Rational Development of Endotoxin Sequestering Agents

内毒素螯合剂的合理开发

• 批准号: 6887691
• 负责人: Sunil A David
• 金额: $ 25.2万
• 依托单位: UNIVERSITY OF KANSAS LAWRENCE
• 依托单位国家: 美国
• 财政年份: 2003
• 资助国家: 美国
• 起止时间: 2003-05-01 至 2007-04-30
• 项目状态: 已结题
• 来源: https://reporter.nih.gov/project-details/6887691
• 关键词: antigen antibody reaction; binding sites; blood proteins; chemical binding; chemical structure function; clinical research; cytokine; disease /disorder model; drug design /synthesis /production; endotoxins; fluorescent dye /probe; human subject; intermolecular interaction; laboratory mouse; lipopolysaccharides; neutralizing antibody; septic shock; septicemia; toxicant screening

DESCRIPTION (provided by applicant): Lipopolysaccharides (LPS) or endotoxins are outer membrane constituents of gram-negative bacteria that play a key role in the pathogenesis of septic shock, a leading cause of mortality worldwide for which there is as yet no effective therapy. One possible approach to developing novel therapeutic strategies to treat sepsis is to sequester circulating LPS, a strategy that has been historically addressed using monoclonal antibodies directed against the structurally conserved lipid regions of LPS. However, a series of clinical trials using monoclonal antibodies have been unsuccessful owing to the lack of accessible recognition sites on the lipid. Our previous work on identifying structural requisites necessary for binding and neutralization of LPS in a variety of proteins, peptides and small molecules led to the identification of a novel class of structurally simple, nontoxic molecules, the lipopolyamines, which bind and neutralize LPS in vitro, and afford protection against LPS challenge in two murine models of gram-negative sepsis. Embodying an interdisciplinary approach, we propose to synthesize several homologous series of novel compounds rationally designed to maximize binding affinity and neutralization potency, and to exhibit desirable pharmacokinetic and toxicological profiles, based on optimal structural templates that we have already established with the lipopolyamines.
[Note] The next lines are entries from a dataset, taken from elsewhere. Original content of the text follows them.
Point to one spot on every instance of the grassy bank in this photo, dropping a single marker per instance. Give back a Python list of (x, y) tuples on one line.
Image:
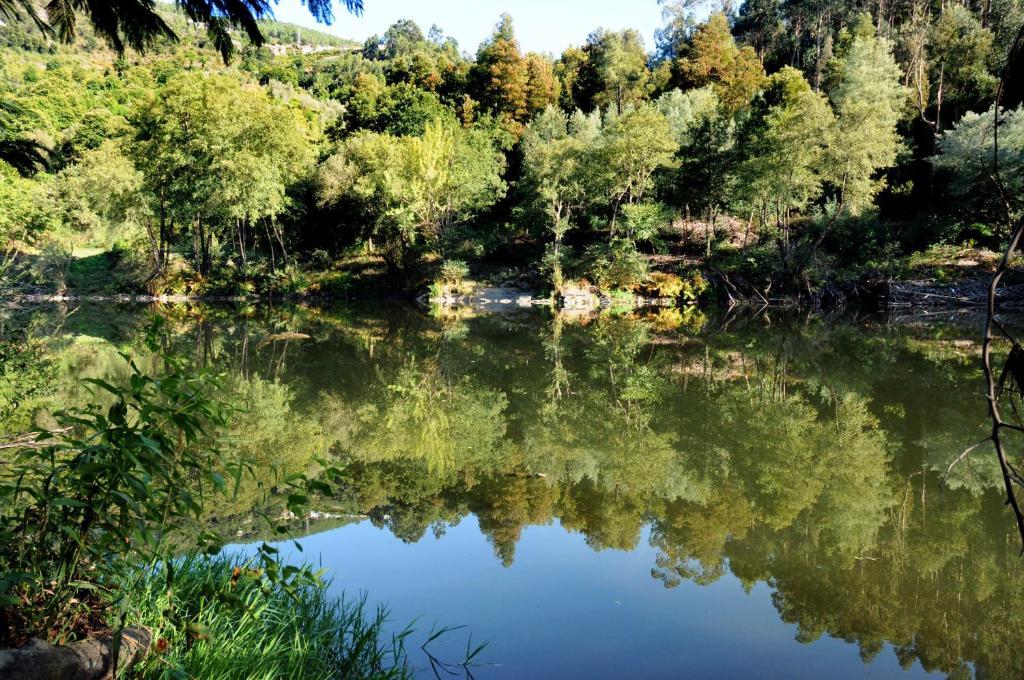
[(246, 627)]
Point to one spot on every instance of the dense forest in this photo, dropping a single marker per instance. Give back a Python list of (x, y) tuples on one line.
[(802, 145)]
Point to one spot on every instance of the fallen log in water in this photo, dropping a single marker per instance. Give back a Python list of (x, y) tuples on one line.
[(971, 293), (87, 660)]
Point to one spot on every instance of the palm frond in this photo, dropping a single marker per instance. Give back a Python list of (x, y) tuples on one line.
[(26, 156), (11, 9)]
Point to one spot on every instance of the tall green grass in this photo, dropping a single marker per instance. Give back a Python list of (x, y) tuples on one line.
[(273, 635)]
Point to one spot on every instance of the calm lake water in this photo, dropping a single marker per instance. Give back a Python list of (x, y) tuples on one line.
[(655, 498)]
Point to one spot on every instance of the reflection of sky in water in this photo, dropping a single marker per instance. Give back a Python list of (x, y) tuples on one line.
[(563, 610)]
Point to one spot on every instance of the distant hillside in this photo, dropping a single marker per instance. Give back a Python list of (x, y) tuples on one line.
[(24, 35)]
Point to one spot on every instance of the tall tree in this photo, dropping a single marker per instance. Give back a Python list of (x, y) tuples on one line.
[(712, 57), (500, 77), (137, 24)]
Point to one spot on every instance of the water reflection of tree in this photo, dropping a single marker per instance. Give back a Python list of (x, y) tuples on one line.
[(803, 459)]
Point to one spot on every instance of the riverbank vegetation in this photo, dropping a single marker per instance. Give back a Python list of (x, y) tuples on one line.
[(797, 455), (781, 147), (115, 518)]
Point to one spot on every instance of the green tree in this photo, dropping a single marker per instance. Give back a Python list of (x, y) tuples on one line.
[(785, 143), (218, 157), (555, 166), (416, 188), (613, 71), (634, 145)]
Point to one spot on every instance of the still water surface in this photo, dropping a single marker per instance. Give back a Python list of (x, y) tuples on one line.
[(659, 498)]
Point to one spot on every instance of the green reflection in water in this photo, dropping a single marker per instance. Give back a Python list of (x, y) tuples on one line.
[(806, 455)]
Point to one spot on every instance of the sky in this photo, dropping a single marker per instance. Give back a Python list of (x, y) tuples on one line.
[(542, 26)]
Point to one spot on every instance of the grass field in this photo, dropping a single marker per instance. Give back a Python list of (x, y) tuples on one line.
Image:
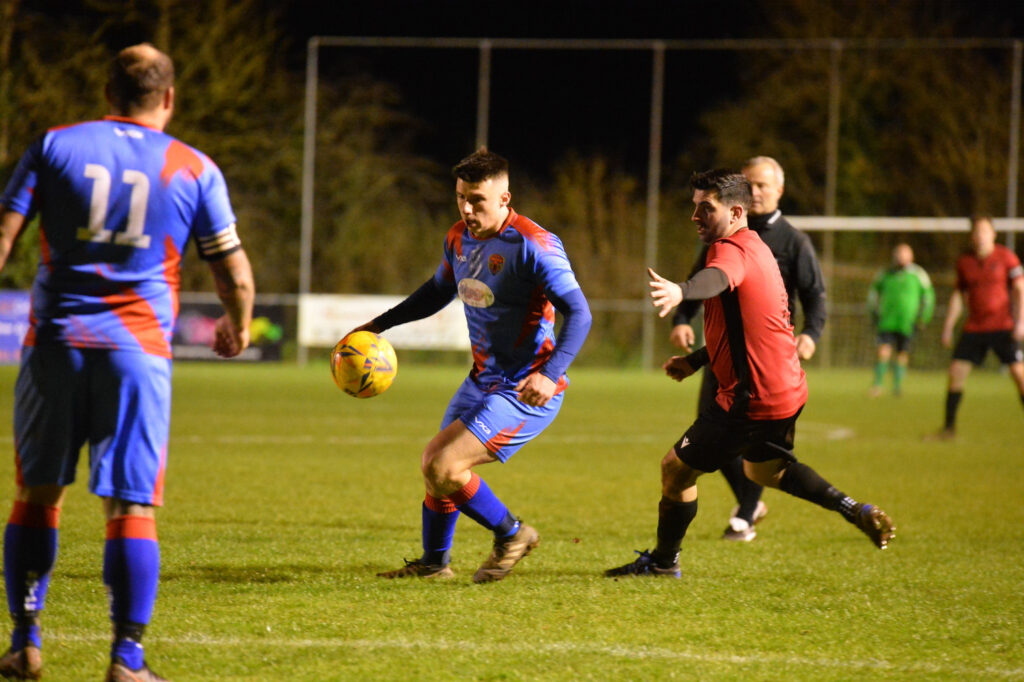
[(285, 497)]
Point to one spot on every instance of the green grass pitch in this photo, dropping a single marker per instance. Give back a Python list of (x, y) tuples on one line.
[(285, 497)]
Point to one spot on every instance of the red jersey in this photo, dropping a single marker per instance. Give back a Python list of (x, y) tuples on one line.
[(750, 335), (985, 284)]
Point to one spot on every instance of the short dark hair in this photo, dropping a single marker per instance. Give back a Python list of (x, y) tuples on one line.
[(730, 186), (138, 78), (480, 166)]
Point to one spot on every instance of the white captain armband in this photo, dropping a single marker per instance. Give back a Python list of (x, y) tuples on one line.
[(219, 245)]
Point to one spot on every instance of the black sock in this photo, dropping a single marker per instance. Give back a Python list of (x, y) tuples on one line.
[(673, 520), (747, 492), (802, 481), (952, 403)]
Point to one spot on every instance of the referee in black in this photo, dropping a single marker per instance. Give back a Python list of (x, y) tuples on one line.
[(802, 276)]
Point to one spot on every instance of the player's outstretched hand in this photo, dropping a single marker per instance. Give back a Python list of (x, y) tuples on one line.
[(536, 389), (678, 368), (805, 346), (666, 295), (228, 339)]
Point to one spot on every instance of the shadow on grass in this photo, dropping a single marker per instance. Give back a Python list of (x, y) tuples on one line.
[(224, 573)]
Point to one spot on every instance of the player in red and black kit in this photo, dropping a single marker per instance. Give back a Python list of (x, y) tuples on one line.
[(762, 388), (990, 279), (802, 275)]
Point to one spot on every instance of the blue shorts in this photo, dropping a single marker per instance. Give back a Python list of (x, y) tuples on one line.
[(119, 401), (498, 419)]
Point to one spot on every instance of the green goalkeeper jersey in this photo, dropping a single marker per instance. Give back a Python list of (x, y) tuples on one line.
[(901, 299)]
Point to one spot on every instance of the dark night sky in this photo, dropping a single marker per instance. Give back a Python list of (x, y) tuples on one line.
[(570, 99)]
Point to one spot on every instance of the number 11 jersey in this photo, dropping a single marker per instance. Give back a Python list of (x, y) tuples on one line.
[(118, 203)]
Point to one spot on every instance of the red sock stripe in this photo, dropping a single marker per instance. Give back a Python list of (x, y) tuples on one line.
[(439, 505), (35, 516), (136, 527), (466, 493)]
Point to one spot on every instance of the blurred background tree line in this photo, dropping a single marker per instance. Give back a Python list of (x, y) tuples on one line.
[(923, 132)]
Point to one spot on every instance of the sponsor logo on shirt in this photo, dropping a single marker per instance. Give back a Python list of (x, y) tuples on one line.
[(475, 294)]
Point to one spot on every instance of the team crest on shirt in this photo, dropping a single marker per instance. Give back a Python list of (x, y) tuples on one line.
[(475, 294), (496, 263)]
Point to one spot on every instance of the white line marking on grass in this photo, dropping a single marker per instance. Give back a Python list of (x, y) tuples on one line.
[(808, 430), (614, 651), (826, 431)]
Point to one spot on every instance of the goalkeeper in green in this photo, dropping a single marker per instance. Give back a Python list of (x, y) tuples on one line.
[(901, 301)]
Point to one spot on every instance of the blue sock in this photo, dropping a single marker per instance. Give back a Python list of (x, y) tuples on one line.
[(131, 571), (477, 502), (439, 515), (30, 550)]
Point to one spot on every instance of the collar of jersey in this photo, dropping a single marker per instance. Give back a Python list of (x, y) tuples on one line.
[(125, 119)]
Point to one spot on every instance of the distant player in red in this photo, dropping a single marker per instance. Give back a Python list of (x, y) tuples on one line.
[(990, 282), (118, 201), (762, 388)]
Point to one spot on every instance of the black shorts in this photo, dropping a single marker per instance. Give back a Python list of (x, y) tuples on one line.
[(973, 346), (716, 438), (901, 342)]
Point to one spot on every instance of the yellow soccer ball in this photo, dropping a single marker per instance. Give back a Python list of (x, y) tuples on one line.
[(364, 365)]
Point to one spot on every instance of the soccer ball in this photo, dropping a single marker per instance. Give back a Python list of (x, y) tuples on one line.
[(364, 365)]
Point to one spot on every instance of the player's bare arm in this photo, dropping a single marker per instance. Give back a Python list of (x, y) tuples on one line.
[(1017, 307), (678, 368), (683, 337), (11, 224), (232, 275), (805, 346), (953, 313), (665, 295)]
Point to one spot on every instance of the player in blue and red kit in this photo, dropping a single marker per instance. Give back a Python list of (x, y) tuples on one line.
[(761, 386), (511, 275), (118, 201)]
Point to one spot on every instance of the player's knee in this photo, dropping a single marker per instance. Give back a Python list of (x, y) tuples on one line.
[(436, 468), (765, 473)]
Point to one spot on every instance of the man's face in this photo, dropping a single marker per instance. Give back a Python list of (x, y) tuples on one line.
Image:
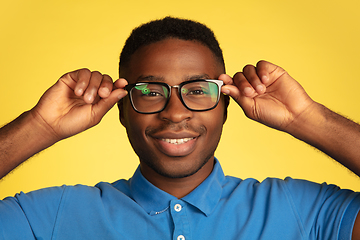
[(176, 142)]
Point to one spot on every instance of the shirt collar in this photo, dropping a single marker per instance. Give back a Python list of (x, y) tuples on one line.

Employing a hierarchical screening strategy, the interactions of these molecules with LPS will be comprehensively evaluated employing a variety of biophysical methods, including the determination of dissociation constants. Test compounds will be screened for the ability to inhibit LPS-induced cellular activation and production of key proinflammatory mediators of septic shock. Highly active molecules will be further tested in two murine models of gram-negative sepsis. The toxicity of the compounds will be systematically determined in a panel of in vitro assays.

描述（由申请人提供）：脂多糖（LPS）或内毒素是革兰氏阴性菌的外膜成分，在脓毒性休克的发病机制中起关键作用，脓毒性休克是全球死亡的主要原因，目前尚无有效的治疗方法。开发治疗脓毒症的新治疗策略的一种可能的方法是隔离循环LPS，这是一种历史上使用针对LPS的结构保守的脂质区域的单克隆抗体解决的策略。然而，由于脂质上缺乏可接近的识别位点，使用单克隆抗体的一系列临床试验一直不成功。 我们以前的工作，在各种蛋白质，肽和小分子中识别LPS的结合和中和所必需的结构的，导致了一类新的结构简单，无毒的分子，脂多胺，其结合和中和LPS在体外，并提供对LPS的攻击在两个革兰氏阴性脓毒症小鼠模型的保护。体现一个跨学科的方法，我们建议合成几个同源系列的新化合物合理设计，以最大限度地提高结合亲和力和中和效力，并表现出理想的药代动力学和毒理学概况，基于最佳的结构模板，我们已经建立了与脂多胺。采用分级筛选策略，这些分子与LPS的相互作用将采用各种生物物理方法进行全面评价，包括测定解离常数。将筛选测试化合物抑制LPS诱导的细胞活化和脓毒性休克的关键促炎介质产生的能力。将在两种革兰氏阴性脓毒症小鼠模型中进一步测试高活性分子。将在一组体外试验中系统地测定化合物的毒性。